Alert: I have little to no measure theory knowledge.
Assume $x,y \sim_{i.i.d} \mathbb{P}$ where $\mathbb{P}$ is Lebesgue measurable. For a function $f$ we have: \begin{align} E := \mathbb{E}[f(x,y) \ | \ x]. \end{align} I encountered a statement which says integrating the above over $x$ will return $\mathbb{E}[f(x,y)].$ How does this work?
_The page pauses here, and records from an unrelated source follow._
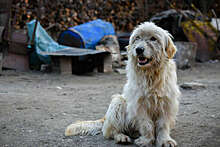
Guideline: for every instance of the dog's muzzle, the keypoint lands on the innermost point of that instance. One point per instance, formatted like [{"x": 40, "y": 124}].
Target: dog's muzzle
[{"x": 142, "y": 60}]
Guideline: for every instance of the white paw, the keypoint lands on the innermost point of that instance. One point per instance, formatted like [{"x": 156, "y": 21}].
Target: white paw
[
  {"x": 144, "y": 142},
  {"x": 121, "y": 138},
  {"x": 167, "y": 143}
]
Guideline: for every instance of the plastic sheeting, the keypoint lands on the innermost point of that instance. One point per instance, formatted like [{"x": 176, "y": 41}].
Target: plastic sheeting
[{"x": 43, "y": 42}]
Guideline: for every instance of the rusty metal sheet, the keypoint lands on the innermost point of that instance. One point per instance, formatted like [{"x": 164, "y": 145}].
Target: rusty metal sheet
[{"x": 205, "y": 35}]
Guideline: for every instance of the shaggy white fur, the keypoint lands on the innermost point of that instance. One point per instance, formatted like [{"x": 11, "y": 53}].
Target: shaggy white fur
[{"x": 148, "y": 107}]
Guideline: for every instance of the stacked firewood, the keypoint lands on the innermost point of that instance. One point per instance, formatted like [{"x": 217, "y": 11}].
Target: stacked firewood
[{"x": 123, "y": 14}]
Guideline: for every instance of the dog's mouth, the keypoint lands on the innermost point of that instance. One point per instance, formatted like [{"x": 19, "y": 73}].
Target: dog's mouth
[{"x": 142, "y": 60}]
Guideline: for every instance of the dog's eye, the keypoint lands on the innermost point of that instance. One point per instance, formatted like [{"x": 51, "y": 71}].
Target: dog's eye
[
  {"x": 153, "y": 39},
  {"x": 137, "y": 38}
]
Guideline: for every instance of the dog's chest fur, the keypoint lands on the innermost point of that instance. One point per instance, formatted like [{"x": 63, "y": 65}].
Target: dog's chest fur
[{"x": 150, "y": 93}]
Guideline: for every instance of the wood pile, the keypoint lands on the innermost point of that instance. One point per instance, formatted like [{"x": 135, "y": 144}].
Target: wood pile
[{"x": 123, "y": 14}]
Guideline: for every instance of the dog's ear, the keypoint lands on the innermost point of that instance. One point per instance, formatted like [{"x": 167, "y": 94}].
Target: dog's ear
[{"x": 170, "y": 48}]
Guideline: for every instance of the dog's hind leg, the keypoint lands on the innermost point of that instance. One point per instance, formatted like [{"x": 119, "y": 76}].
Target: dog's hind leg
[
  {"x": 115, "y": 124},
  {"x": 163, "y": 134}
]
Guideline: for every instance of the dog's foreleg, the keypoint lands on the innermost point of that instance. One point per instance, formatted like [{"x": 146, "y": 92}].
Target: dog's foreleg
[
  {"x": 115, "y": 120},
  {"x": 146, "y": 130},
  {"x": 163, "y": 133}
]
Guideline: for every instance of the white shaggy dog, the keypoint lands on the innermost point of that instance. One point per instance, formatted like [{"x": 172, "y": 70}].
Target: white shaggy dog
[{"x": 148, "y": 107}]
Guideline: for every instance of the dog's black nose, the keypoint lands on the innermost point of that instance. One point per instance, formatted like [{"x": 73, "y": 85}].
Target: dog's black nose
[{"x": 139, "y": 50}]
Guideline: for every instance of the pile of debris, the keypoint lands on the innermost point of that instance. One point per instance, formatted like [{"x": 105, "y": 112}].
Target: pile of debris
[{"x": 124, "y": 15}]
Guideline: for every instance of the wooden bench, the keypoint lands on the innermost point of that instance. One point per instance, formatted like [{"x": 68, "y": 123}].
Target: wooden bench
[{"x": 76, "y": 60}]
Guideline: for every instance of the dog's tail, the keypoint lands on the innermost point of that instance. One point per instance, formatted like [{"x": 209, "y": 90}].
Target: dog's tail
[{"x": 85, "y": 128}]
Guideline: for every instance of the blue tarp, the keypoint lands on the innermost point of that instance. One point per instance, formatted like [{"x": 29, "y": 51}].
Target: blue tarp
[
  {"x": 42, "y": 41},
  {"x": 90, "y": 33}
]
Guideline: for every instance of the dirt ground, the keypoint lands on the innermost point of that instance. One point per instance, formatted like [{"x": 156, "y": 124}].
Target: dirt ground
[{"x": 35, "y": 107}]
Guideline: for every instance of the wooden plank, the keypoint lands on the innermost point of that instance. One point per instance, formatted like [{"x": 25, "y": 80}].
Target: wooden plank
[
  {"x": 72, "y": 51},
  {"x": 65, "y": 65},
  {"x": 17, "y": 62}
]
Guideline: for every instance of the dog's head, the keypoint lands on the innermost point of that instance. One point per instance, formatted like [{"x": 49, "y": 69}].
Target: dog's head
[{"x": 150, "y": 45}]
If there exists a PDF for your joint measure, let it be $\pi(X,Y)$ then,
$$E[f(X,Y)]=\int_{-\infty}^{\infty}\int_{-\infty}^{\infty}f(X,Y)\pi(X,Y)dxdy$$ Since $\pi(X,Y)=\pi_{Y|X}(Y|X)\pi_X(X)$ the above is equivalent to
$$\int_{-\infty}^{\infty}\int_{-\infty}^{\infty}f(X,Y)\pi_{Y|X}(Y|X)\pi_X(X)dxdy$$
Then by Fubinis Theorem,the above is equivalent to : $$\int_{-\infty}^{\infty}\int_{-\infty}^{\infty}f(X,Y)\pi_{Y|X}(Y|X)\pi_X(X)dydx=\int_{-\infty}^{\infty}\pi_X(X)\int_{-\infty}^{\infty}f(X,Y)\pi_{Y|X}(Y|X)dydx$$
Recognizing that $\int_{-\infty}^{\infty}f(X,Y)\pi_{Y|X}(Y|X)dy=E[f(X,Y)|X]$
The above is equivalent to:
$$\int_{-\infty}^{\infty}\pi_{X}(X)E[f(X,Y)|X]dx=E[E[f(X,Y)|X]$$ where the last expectation is taken over $X$. Note this holds for the general case so it will hold for iid.